Sparse Matrix—A Case Study in Layered Abstraction

Thomas F. Hain, Ph.D.

School of Computer & Information Sciences,

University of South Alabama

Mobile, Alabama

hain@cis.usouthal.edu

© May 5, 1999

Exposition for Instructor

A sparse matrix behaves like a two dimensional array, with the characteristic that most of the elements are zero. To save memory space, only the nonzero elements are actually saved, together with enough information to save or infer the indexes. In the described laboratory assignment, the mechanism of the sparse matrix is an array (row index) of linked lists storing only the nonzero values within a row, together with the column index of the saved element.

A sparse matrix design/implementation has been a very successful second laboratory assignment in a Data Structures course using an object-oriented implementation language (here using C++ as the sample language). In my case, the students have had CS1 and CS2 (using Java). In Data Structures I emphasize the use of C++ in the implementation of ADTs, and do not place much emphasis on inheritance and polymorphism, leaving those issues to CS2, Computer Languages, and Software Engineering. The first lab taken by the students is a very short, get-acquainted-with-the-syntax, exercise.

The educational goals of the described lab are to:

 

Laboratories

The lab assignment could be to design and implement a sparse matrix class to support a client program provided by the instructor. This client program may be nothing more than a test driver. Naturally, the public interface for the sparse matrix class would have to be specified, or can be induced from the client program. Associated with this simple lab specification must be a class discussion or handout of the mechanics of a sparse matrix (see below), and appropriate layers of abstraction. The layers of abstraction imply the design, implementation, and testing appropriate classes.

The layers are:

1. A keyed data element in a list, consisting of a data value, and a key (later used as an index). This is a rather trivial class, but eventually allows the clean separation of data from links in a linked list node.

2. A list of data values, each with an associated key, implemented as a linked list.

3. A sparse vector, whose public behavior mimics that of an ordinary one dimensional array, but whose implementation is a (linked) list of all non-zero data values, each with an associated index, in the array.

4. A sparse array, whose public interface mimics that of an ordinary two dimensional array, but whose underlying implementation is an array of sparse matrices.

Another approach would be to break the assignment into two labs or phases:

1. Design, implement, and test an unsorted list of values together with an integer key, with the usual operations: search for element (by key), insert element (maintaining unique keys), delete element, copy list, etc.

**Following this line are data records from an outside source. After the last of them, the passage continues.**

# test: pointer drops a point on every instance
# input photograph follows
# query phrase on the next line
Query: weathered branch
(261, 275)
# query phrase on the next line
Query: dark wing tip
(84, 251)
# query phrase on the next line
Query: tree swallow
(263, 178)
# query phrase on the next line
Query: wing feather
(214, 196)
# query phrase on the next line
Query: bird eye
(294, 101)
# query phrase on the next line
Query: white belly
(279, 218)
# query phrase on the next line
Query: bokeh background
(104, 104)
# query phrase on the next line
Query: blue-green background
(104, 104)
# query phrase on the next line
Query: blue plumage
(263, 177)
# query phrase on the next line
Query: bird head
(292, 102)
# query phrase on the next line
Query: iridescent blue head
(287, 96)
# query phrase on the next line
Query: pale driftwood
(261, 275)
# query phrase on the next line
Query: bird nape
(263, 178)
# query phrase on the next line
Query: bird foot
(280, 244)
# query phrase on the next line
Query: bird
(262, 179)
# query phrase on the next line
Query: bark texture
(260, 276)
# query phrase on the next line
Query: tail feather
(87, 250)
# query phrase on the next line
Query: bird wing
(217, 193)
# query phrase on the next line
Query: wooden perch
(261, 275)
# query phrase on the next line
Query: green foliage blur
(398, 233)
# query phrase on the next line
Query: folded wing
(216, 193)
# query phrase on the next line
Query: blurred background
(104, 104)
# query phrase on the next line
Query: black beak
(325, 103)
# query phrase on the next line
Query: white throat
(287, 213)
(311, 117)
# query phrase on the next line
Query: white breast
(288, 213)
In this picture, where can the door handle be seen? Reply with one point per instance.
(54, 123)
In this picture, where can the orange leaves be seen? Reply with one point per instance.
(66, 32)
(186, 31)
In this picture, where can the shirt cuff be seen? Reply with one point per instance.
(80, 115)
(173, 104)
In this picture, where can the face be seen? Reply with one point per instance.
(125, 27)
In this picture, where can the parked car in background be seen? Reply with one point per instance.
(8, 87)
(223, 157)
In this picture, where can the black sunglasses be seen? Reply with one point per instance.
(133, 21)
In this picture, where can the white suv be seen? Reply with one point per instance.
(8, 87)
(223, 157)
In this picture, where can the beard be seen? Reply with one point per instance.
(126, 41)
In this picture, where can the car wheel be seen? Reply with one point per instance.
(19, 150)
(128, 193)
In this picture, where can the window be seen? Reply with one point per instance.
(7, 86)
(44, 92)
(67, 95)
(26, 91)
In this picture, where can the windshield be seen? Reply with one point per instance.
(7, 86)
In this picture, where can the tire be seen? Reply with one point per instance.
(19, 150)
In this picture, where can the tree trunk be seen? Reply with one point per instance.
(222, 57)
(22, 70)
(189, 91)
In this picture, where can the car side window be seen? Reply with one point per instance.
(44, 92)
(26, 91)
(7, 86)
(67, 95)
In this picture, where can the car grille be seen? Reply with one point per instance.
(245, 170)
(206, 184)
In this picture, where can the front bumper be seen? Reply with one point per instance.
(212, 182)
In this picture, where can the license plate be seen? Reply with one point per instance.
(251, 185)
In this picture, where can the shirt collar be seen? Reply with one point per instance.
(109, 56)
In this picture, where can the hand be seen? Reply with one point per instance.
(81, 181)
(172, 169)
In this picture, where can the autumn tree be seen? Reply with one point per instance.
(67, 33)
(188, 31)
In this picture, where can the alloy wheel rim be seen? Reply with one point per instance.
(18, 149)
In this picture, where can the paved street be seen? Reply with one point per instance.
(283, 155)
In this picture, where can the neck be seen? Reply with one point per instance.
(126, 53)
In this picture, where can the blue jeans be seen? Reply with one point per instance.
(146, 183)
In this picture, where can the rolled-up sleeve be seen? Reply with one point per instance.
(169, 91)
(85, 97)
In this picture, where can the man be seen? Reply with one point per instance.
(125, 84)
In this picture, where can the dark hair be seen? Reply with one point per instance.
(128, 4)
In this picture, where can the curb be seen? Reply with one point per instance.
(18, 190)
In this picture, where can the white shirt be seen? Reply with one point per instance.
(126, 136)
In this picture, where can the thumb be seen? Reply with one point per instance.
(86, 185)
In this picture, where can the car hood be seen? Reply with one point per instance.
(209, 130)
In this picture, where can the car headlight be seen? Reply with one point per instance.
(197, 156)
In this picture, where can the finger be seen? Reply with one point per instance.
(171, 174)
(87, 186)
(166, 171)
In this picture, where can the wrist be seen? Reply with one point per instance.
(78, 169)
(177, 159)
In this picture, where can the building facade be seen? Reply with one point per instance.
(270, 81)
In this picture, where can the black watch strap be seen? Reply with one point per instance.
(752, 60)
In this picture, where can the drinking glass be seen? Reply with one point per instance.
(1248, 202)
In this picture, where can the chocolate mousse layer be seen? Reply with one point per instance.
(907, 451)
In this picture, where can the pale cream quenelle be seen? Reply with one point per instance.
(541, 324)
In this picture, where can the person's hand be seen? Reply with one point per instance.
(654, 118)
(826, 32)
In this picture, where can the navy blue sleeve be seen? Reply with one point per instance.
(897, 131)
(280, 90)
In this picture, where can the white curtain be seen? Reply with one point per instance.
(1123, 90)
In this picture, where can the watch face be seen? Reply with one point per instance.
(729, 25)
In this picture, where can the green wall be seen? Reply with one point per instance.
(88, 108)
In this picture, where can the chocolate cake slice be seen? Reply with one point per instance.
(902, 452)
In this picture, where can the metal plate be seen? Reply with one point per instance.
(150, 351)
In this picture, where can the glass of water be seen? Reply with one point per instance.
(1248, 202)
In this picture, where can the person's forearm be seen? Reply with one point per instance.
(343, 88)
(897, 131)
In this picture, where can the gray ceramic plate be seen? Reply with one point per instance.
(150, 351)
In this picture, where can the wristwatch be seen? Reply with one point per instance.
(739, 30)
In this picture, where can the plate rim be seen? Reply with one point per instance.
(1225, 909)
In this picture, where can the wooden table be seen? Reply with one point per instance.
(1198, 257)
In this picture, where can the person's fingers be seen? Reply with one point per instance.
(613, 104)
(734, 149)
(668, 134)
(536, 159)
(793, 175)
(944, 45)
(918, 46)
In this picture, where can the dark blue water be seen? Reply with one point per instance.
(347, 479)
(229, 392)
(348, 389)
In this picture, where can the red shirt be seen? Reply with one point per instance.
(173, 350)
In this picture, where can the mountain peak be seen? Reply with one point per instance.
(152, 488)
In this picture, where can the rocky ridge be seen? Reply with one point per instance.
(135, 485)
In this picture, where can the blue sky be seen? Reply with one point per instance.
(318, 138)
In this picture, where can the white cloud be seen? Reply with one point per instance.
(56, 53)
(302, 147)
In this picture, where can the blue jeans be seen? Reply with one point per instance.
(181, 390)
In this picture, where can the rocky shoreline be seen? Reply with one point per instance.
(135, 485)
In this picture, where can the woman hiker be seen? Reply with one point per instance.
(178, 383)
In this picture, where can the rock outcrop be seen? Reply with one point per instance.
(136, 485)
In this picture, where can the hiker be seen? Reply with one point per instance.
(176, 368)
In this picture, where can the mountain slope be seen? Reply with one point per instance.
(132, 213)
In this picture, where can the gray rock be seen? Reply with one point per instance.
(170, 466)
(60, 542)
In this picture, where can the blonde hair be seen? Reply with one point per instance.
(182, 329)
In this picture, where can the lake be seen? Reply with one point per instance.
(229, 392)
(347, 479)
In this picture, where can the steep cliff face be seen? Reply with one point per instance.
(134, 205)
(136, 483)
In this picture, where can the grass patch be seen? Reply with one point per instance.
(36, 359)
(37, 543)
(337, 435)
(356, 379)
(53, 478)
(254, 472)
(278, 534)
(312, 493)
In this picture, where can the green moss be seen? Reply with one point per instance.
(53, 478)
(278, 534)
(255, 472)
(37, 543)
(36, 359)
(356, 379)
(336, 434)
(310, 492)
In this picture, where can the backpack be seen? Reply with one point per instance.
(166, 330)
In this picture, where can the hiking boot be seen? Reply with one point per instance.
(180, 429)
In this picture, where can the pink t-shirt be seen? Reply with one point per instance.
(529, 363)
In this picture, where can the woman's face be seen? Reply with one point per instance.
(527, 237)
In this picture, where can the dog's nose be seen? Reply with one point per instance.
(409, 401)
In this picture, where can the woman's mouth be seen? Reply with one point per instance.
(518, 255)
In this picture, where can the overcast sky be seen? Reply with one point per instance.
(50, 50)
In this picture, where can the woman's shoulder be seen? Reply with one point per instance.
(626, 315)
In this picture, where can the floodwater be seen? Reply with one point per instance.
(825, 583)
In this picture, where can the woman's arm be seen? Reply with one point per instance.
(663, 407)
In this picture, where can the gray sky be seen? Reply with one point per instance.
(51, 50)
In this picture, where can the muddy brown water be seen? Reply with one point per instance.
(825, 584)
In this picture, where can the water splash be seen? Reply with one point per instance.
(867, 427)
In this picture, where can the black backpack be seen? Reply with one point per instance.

The implementation should be based on the idea of a linked list class. Discuss the relative advantages/disadvantages of singly versus doubly linked, linear versus circular, sentinel controlled versus no sentinel, lists. It should be clear that singly linked, circular, sentinel controlled lists fit the bill and not cause excessive overhead.

2. Design, implement, and test a sparse vector class using the list developed in lab 1. Then design, implement and test a sparse array using the sparse vector class

Yet a third approach would be to break the project into three phases:

1. Create a list class, as above.

2. Create a sparse vector class, using the list class.

3. Use C++ templates to make the list into a generic list, and do the same for the sparse vector class. Then build a generic sparse array class using the generic sparse vector class.

 

Guide to Instructor

One of the most difficult aspect in the implementation of a sparse vector is to provide a natural looking interface. C++ has the mechanisms to provide that, in this case through operator overloading. We would like to support the client of the sparse vector class to be able to do things like:

1. sv[4] = 5;

2. x = sv[4] + 5;

3. x = 5 + sv[5];

4. cout << sv[5];

5. cout << sv;

6. sv[1] = sv[2] = sv[3] = 0;

It should be noted that this most natural syntax, and the concomitant expected semantics, is partly provided by overloading the index operator in C++, operator[]. However, the return type of operator[] is used as both an lvalue (lines 1 and 6), and rvalue (lines 2, 3, 4, and 6.) To provide the described behavior requires that the returned type of operator[] be something that has a type that I call a ValueAgent. In the ValueAgent class one can overload the assignment operator, which will take care of lines 1 and 6 above, one can provide a cast operation (which will be used automatically) to type Value (the type of the sparse matrix elements), for lines 2, 3, and 6, and one can overload operator<<(ostream&, ValueAgent&) to provide the correct behavior for lines 4 and 5.

Lab Specification Handout

The following lab handout was given to the students. It is short and sweet by the nature of the assignment, but followed up with an exposition in class, and periodic class discussions as needed. It was regarded as a difficult, but satisfying lab.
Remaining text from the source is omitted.